The government suggests this tool could be used only once, on one phone. But that’s simply not true. Once created, the technique could be used over and over again, on any number of devices. In the physical world, it would be the equivalent of a master key, capable of opening hundreds of millions of locks —from restaurants and banks to stores and homes. No reasonable person would find that acceptable.

Earlier this month, while testifying under oath before Congress, Comey finally admitted the truth. Sort of. House Judiciary Committee Chairman Robert Goodlatte (R-Va.) pressed Comey about the precedent this case might set. During his questioning of Comey, Goodlatte said, “It won’t be a one-time request. It’ll set precedent for other requests from the FBI and any other law enforcement.” Comey's response? “Sure, potentially.”

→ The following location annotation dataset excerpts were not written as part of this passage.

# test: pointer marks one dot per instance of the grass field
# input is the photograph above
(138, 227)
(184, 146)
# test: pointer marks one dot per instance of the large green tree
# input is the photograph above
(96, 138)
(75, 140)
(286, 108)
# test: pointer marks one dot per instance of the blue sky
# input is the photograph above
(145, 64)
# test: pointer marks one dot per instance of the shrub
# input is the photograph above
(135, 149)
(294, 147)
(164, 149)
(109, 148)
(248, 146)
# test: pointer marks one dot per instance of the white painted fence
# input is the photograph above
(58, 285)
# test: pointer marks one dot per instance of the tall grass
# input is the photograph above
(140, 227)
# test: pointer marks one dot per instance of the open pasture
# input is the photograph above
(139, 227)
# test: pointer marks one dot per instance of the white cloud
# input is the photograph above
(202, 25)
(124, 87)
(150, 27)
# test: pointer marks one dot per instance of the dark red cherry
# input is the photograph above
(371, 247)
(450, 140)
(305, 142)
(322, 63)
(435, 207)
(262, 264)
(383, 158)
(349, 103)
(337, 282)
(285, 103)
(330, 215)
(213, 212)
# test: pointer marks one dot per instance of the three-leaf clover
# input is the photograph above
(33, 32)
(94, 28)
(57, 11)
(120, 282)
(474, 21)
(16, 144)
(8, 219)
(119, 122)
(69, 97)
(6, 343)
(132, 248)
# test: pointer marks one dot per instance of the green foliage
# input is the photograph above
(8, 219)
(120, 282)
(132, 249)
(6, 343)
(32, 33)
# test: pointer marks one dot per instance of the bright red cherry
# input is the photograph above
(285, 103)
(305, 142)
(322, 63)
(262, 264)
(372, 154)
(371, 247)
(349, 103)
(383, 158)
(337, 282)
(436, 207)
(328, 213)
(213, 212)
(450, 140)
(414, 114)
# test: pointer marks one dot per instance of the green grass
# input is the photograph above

Manhattan Attorney General Cyrus Vance, Jr., was even more forthcoming in his congressional testimony. As The New American reported previously:

Vance's prepared statement included the following glaring admission which directly contradicts Comey's assertion that forcing Apple to help the FBI circumvent the encrypted iPhone used by one of the San Bernardino shooters would be a one-time deal:

While the San Bernardino case is a federal case, it is important to recognize that 95 percent of all criminal prosecutions in this country are handled at the state and local level, and that Apple’s switch to default device encryption in the fall of 2014 severely harms many of these prosecutions.

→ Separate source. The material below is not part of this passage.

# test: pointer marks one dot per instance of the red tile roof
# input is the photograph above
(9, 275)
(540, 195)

And that is why I am here today as a representative of the thousands of local and state prosecutors around the country: Smartphone encryption has real-life consequences for public safety, for crime victims and their families, and for your constituents and mine. In the absence of a uniform policy, our nation will effectively delegate the crafting of national security and law enforcement policy to boardrooms in Silicon Valley. That is, important responsibilities of our government will be carried out by Apple, Google, and other technology companies, who will advance the best interests of their shareholders, not necessarily the best interests of our nation.

In case that was too ambiguous, Vance also told the committee, “Law enforcement agencies at all levels, as well as crime victims’ advocates and other concerned community leaders, are watching this case with great interest.” In other words, the surveillance hawks need this case to set the precedent so that they can expand it to other cases.

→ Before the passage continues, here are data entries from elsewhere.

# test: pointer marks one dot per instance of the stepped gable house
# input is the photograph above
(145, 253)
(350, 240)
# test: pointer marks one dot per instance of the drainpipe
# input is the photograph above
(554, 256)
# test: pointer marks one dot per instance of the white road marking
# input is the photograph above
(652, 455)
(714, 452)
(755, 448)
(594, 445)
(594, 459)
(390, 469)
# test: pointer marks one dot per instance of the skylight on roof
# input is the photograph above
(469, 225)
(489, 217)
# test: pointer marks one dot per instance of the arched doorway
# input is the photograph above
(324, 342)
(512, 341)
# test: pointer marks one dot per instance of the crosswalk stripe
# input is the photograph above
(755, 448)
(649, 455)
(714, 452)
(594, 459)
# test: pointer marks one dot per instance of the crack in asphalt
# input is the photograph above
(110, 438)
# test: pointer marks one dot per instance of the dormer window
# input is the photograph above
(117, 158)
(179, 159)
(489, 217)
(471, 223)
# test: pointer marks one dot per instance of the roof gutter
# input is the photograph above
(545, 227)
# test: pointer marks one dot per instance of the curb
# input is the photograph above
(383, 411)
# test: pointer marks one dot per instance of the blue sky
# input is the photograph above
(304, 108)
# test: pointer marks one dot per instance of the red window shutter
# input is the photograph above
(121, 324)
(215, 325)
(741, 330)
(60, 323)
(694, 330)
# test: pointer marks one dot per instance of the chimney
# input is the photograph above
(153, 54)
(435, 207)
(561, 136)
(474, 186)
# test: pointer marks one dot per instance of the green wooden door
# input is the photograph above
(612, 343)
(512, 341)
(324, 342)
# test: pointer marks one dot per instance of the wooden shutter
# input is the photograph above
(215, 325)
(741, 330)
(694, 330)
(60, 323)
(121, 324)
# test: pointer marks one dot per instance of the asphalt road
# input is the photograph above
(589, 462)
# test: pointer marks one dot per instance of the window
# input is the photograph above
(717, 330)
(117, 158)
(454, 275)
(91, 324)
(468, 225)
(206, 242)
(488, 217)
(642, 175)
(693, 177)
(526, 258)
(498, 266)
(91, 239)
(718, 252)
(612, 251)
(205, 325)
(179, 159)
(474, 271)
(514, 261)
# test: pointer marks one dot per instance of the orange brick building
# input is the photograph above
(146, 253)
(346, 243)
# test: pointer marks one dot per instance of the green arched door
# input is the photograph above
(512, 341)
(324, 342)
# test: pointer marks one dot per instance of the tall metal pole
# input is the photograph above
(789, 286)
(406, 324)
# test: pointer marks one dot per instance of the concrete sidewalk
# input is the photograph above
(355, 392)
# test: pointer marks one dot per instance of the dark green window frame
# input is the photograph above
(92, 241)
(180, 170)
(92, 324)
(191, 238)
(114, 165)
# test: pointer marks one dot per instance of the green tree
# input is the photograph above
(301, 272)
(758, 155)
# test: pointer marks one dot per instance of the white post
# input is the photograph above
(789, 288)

If the FBI vs. Apple encryption battle were really about the one phone in this one case, the FBI could have had that data by now. Instead, the agency and its director have craftily orchestrated their case and their “mistakes” to create what may be a perfect storm. Fortunately, as the truth continues to come out and tech companies continue to push back, the clouds of deceit and obfuscation appear to be clearing.

There is a lot at stake here. In the digital age — more than ever — there is no line of demarcation between privacy and liberty. Concerned Americans should encrypt all their devices and communications and bring pressure to bear on legislators to reject any bill that threatens that right. And they should pray for the success of Apple in this case. Liberty may well depend on it.